LOS ANGELES – Civil-rights groups are praising a U.S. Supreme Court ruling that will probably keep a question about citizenship off the 2020 Census.
The high court rejected the Trump administration’s explanation that asking people about their citizenship status is necessary to enforce the Voting Rights Act. Thomas Saenz, president and general counsel of the Mexican American Legal Defense and Education Fund, says recently unearthed documents from a now-deceased Republican consultant proved the real motivation behind the question.
“That consultant indicates the reason to include the citizenship question is to ‘advantage whites, non-Hispanics and Republicans,'” says Saenz. “Ultimately, what’s behind the question is to trigger an under-count in groups that the Trump administration views as hostile.”
Immigrants’ rights groups claim that a citizenship question would prompt foreign-born Americans to ignore the survey, fearing that the Census Bureau would turn their data over to immigration enforcement officers, who could use it to target undocumented relatives for deportation.

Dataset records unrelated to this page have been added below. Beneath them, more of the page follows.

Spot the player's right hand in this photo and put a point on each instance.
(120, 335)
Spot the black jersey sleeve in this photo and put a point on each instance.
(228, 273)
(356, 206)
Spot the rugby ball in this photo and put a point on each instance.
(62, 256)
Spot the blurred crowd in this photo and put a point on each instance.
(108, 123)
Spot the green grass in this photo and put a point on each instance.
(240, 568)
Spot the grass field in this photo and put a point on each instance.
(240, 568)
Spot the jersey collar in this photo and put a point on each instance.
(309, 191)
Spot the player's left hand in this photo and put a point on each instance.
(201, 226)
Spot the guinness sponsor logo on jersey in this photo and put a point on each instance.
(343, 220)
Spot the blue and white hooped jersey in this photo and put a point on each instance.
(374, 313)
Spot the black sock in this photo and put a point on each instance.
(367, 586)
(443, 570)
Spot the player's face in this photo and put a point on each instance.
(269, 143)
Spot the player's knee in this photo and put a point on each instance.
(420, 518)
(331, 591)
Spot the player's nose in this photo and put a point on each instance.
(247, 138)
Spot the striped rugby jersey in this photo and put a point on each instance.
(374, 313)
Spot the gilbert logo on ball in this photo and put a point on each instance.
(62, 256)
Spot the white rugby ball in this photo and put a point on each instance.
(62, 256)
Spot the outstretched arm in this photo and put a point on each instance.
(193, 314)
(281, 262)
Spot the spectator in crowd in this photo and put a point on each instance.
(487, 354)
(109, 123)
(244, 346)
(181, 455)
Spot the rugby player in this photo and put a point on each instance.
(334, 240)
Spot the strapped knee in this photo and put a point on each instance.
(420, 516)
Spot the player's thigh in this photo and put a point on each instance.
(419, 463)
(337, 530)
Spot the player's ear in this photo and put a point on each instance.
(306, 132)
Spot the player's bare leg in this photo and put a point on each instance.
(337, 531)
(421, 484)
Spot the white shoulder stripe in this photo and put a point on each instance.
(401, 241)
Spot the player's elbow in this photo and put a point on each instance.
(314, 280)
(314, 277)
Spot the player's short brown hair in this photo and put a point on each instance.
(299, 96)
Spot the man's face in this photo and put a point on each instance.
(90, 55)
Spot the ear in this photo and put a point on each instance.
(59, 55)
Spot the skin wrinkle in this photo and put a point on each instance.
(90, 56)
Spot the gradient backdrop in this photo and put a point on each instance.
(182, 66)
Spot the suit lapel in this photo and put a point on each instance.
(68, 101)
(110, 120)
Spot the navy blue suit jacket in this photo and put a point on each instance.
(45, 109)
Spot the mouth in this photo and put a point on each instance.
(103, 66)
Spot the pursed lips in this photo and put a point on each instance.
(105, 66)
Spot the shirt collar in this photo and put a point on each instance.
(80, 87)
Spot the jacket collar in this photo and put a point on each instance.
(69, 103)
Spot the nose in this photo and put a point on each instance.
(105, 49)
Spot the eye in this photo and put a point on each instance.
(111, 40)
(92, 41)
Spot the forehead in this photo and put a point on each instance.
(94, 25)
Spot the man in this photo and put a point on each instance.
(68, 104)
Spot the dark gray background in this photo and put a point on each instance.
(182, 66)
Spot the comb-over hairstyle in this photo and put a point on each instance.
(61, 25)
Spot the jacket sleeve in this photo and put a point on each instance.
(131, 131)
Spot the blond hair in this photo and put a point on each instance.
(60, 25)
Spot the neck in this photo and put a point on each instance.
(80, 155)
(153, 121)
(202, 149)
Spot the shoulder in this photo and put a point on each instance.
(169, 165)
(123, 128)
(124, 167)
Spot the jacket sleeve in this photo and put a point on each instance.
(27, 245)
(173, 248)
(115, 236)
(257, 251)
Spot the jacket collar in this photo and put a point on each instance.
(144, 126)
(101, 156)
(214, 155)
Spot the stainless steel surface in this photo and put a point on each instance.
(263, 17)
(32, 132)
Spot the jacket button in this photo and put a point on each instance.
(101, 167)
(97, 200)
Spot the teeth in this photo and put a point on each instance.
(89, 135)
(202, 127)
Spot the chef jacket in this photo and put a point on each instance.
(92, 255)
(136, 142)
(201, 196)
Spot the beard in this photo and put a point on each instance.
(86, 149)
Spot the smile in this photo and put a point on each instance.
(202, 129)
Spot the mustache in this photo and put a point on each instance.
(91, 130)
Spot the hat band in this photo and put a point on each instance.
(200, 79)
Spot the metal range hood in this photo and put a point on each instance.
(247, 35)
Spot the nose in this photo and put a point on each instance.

Any under-count would negatively affect immigrant communities, because census data is used to redraw political maps and distribute federal funds.
Saenz notes that any such breach of confidentiality would be highly illegal, and vows close scrutiny of the process.
“Powerful people and powerful organizations will be carefully watching and will step in, to the extent they can, to stop any breach of confidentiality,'” says Saenz. “That’s how important this is.”
This decision leaves the door open for the administration to come back with a different argument, and the president is now calling for the census to be delayed. Civil-rights groups are pressing on with a similar lawsuit intended to prove that racial intent was the motive for adding the citizenship question and asking that it be blocked permanently from census forms.